Scorecarding Security

Sep 12, 24

I’ve previously discussed my view on security programs steeped in Security Engineering. I’ve highlighted the challenges (Challenges in Security Engineering Programs), and put out a call to action (Don’t Security Engineer Asymmetric Workloads).

Now, I want to synthesize a useful tactic I’ve seen in these programs, scorecarding.¹

This is most prominent in security organizations that:

Try to avoid antagonism, adversariality, and “saying no”
Take a partnership-based approach to security. This could involve Security Champions, explicitly titled Security Partners (as seen at Netflix or Facebook), or just a culture of consultation.

Scaling these programs is challenging.

As Jacob Salassi put it at LocoMocoSec:

Security Champions are human crutches that prop up cumbersome processes that don’t scale
Every security consultation is a failure

Partnership oriented programs need to navigate the facts that:

The security team is not omniscient
The security team must avoid generating excess or asymmetric work (and imposing cost) on engineering
The security team relies on engineering teams to help resolve risk, but need to build a relationship with engineers, and especially avoid escalation (“when practiced routinely, they are a telltale sign of a dysfunctional team”)

In addition to these challenges, tracking progress, establishing metrics, and reporting upwards are all generally seen as challenging for security programs.

To start, let’s extract some lessons from prominent public reports of Scorecarding in security programs.

Case Studies

Chime

Chime’s posts about Monocle, now a couple years old, were where I first started thinking about Scorecarding.

They discuss their approach, including process, program, and tooling.
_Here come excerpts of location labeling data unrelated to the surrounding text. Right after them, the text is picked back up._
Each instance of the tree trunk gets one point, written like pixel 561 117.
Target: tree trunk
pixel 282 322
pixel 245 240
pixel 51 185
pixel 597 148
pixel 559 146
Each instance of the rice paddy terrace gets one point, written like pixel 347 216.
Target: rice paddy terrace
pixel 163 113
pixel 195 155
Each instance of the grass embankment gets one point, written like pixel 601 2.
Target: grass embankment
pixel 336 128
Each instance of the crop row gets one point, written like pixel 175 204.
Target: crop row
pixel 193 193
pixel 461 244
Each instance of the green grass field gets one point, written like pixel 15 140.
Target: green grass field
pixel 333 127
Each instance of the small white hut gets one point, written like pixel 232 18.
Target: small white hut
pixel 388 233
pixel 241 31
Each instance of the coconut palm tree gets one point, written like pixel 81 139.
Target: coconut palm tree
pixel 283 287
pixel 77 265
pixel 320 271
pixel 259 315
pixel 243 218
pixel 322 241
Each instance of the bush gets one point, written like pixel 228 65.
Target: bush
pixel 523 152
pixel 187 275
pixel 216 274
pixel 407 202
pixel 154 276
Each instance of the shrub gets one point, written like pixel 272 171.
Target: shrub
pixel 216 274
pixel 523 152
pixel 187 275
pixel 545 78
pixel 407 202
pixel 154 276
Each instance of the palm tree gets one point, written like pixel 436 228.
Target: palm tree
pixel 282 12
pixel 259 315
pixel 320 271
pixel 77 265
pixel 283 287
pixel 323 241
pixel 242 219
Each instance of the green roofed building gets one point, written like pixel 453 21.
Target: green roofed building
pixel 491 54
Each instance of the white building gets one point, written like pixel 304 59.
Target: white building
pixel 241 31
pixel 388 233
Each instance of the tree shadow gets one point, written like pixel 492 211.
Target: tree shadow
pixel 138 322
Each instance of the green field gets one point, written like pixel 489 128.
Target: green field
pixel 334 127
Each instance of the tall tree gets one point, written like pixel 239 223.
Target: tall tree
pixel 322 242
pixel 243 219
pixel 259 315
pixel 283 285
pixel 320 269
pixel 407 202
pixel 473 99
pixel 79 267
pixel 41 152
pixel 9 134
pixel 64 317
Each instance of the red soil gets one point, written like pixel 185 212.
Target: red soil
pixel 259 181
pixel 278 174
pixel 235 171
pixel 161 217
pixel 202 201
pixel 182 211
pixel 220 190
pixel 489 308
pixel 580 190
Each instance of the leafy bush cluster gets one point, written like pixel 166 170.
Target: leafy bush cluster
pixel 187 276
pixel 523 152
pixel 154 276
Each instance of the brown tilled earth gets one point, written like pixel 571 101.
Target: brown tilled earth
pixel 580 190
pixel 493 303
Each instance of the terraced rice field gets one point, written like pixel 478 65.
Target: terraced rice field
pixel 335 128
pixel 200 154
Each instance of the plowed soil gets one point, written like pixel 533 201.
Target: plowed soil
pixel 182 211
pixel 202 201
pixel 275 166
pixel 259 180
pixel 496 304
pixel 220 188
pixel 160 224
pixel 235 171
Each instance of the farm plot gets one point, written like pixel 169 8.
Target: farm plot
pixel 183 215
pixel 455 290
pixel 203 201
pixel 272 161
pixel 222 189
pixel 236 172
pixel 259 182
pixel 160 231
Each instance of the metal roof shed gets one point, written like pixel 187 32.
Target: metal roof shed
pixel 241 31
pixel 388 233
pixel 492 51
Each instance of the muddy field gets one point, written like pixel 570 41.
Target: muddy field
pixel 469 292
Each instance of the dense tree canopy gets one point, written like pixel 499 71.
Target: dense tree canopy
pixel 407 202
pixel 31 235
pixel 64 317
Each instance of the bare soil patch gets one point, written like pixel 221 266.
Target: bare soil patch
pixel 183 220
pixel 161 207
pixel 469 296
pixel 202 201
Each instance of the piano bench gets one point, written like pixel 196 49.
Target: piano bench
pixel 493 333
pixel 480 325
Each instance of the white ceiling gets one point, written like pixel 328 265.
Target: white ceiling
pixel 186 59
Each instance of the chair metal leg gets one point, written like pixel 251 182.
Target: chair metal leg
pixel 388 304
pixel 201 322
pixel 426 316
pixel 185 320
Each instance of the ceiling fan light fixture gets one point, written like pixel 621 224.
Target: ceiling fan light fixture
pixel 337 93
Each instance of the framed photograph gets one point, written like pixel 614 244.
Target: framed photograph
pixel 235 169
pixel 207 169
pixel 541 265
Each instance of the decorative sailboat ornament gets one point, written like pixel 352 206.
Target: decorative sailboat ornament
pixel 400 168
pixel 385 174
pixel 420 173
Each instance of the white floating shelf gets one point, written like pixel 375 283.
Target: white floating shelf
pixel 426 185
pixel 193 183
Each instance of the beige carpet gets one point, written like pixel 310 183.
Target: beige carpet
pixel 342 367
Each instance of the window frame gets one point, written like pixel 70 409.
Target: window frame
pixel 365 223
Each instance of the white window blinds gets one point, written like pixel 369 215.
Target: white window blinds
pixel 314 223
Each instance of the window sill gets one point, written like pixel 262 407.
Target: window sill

In short, they use an extensible security/risk score presented on a centralized dashboard and leaderboard. New controls can be rolled up into the security score. They also provide remediation guidance for each control, and both monitor and reactively communicate in response to score dips. Tied into GitOps, this is all presented as non-blocking, with explicit support for risk acceptance.

Overall, it is an approach that includes elements of gamification, while educating service and code owners on security standards and posture. Reporting is also consumable by leadership. They share a haiku:

Atomic fixes
doable by engineers
observed by leaders

Chime pitches the benefits as:

Choosing where to prioritize investments in security
Empowering engineers and teams to independently improve the security posture of their code
Achieve these two goals while preserving a philosophy centered on cross-functional collaboration

Article 1: Monocle: How Chime creates a proactive security & engineering culture (Part 1)
Article 2: Mitigating Risky Pull Requests with Monocle Risk Advisor (Part 2)

Netflix

Netflix’s attempt predates Chime’s. Development started as early as 2015, and is discussed in the linked 2019 talk (summarized by Clint).

Two distinct tools are outlined. The first, “Penguin Shortbread,” handles application inventory and automated risk rating. It “can see which apps are using security controls, like SSO, app-to-app mTLS and secrets storage, and if they’re filled the security questionnaire.” The second is “Security Brain,” a customer facing dashboard for this risk and security data. At the time, Security Brain encompassed application risk, open vulnerabilities, and outstanding betterments.

Article: A Pragmatic Approach for Internal Security Partnerships

GitHub

GitHub is the most recent company to highlight a scorecarding program, with theirs branded as “Engineering Fundamentals.” One notable distinction: GitHub’s brings availability, security, and accessibility all under a single banner. Engineering Fundamentals is positioned as a Governance program, with Fundamentals rolling up to strategic planning. Data is surfaces to leaders.

A couple more meaningful extracts:

“We expect that some scorecards will eventually become concrete technical controls”
“we celebrate the wins publicly, however small they may seem”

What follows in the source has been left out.